Hooray chaos! I finally killed it after 190 rounds. That poor workstation
would have worked forever I guess.
I'm guessing you mean 1e-10. Can you see which models are changing?
Models are not changing at all.
Link to a plot of assigned models over the iterations (every plot corresponds
to a single residue, y axis corresponds to models 0-9):
https://gna.org/support/download.php?file_id=17287
Can you find any chi2 or AIC values which match between the rounds?
If you make a table of total parameter number, chi2, and AIC, can you
see any patterns?
Have a look for yourself: I can't see any patterns. Looks like random to me.
Link to tab-seperated table of parameters:
https://gna.org/support/download.php?file_id=17284
Link to plot of parameters over iterations:
https://gna.org/support/download.php?file_id=17286
Link to plot of parameters over iterations, zoomed in:
https://gna.org/support/download.php?file_id=17287
However I don't
think I've seen a problem which runs forever - that would just be
theoretically weird.
*sigh*
off-resonance "heating pulses" that make my R1 experiment just as warm as
the R2 experiment [...]
You shouldn't need to warm up your experiment to the level of the R2
in this way. [...] Actually you could end up with a temperature gradient
over the R1 evolution time - this would not be good.
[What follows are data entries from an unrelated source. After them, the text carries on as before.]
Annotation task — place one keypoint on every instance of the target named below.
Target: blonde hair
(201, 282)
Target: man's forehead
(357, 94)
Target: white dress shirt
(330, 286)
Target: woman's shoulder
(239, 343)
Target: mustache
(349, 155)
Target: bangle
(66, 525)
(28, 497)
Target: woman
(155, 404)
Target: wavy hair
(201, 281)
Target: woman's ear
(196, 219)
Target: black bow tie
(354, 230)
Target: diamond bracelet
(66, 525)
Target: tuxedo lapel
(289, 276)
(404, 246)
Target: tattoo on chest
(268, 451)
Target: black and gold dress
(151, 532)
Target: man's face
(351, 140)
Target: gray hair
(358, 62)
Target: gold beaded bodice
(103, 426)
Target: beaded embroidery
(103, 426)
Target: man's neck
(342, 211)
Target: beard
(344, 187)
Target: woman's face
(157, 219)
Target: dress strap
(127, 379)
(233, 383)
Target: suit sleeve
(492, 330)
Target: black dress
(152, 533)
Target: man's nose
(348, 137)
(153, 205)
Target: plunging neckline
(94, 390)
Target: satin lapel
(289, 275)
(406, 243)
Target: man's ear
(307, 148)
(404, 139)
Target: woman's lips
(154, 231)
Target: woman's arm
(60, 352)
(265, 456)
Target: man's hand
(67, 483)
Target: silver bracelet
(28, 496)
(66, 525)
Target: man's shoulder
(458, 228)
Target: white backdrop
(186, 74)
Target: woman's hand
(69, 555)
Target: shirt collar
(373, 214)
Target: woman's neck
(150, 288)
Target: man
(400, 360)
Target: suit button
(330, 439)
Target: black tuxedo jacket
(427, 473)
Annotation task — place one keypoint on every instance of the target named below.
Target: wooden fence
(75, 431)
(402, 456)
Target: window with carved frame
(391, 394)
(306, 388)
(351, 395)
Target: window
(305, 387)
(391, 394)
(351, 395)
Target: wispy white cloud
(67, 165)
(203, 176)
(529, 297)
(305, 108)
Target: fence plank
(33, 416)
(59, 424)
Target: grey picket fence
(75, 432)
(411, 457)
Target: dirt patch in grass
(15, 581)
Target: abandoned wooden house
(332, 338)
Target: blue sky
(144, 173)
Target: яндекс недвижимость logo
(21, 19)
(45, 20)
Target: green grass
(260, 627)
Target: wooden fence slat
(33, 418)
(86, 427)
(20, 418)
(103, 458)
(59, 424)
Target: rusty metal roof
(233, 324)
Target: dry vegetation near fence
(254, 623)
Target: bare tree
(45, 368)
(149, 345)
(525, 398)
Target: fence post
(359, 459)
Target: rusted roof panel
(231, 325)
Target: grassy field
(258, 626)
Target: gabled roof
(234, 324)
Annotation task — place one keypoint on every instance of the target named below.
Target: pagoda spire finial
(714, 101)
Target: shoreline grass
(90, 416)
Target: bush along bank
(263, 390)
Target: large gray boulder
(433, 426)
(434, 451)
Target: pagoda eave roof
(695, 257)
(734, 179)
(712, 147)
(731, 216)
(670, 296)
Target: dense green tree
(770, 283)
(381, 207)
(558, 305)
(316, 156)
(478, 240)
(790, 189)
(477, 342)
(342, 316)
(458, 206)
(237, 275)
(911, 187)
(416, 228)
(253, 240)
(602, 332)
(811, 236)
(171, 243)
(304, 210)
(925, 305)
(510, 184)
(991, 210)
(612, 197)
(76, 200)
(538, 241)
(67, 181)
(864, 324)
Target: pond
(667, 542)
You've been right, the new data I recorded with this technique do not look
right at all. I
The best way to do this is to
run the R1 experiment on a MeOH/ethylene glycol sample. Then
calibrate the temperature as you would normally calibrate a
spectrometer, just using shortened R1/R2/NOE pulse sequences.
As mentioned earlier, I use d4 methanol which gives sharp, not too strong
signals and really nicely fit, stable temperature calibration curves. After
starting the R2 I don't see any differences of the distance between OH/CH3
signals. (The peaks are a bit broader than in the simple 1D) This is true for
the individual delays during measurement (individual planes in the
pseudo-3D), as well as for before/after R2. The distance is the same
everywhere.
I looked into it similarly to what you suggested: more or less killed the
phase cycle and put half of the pulses off-resonance.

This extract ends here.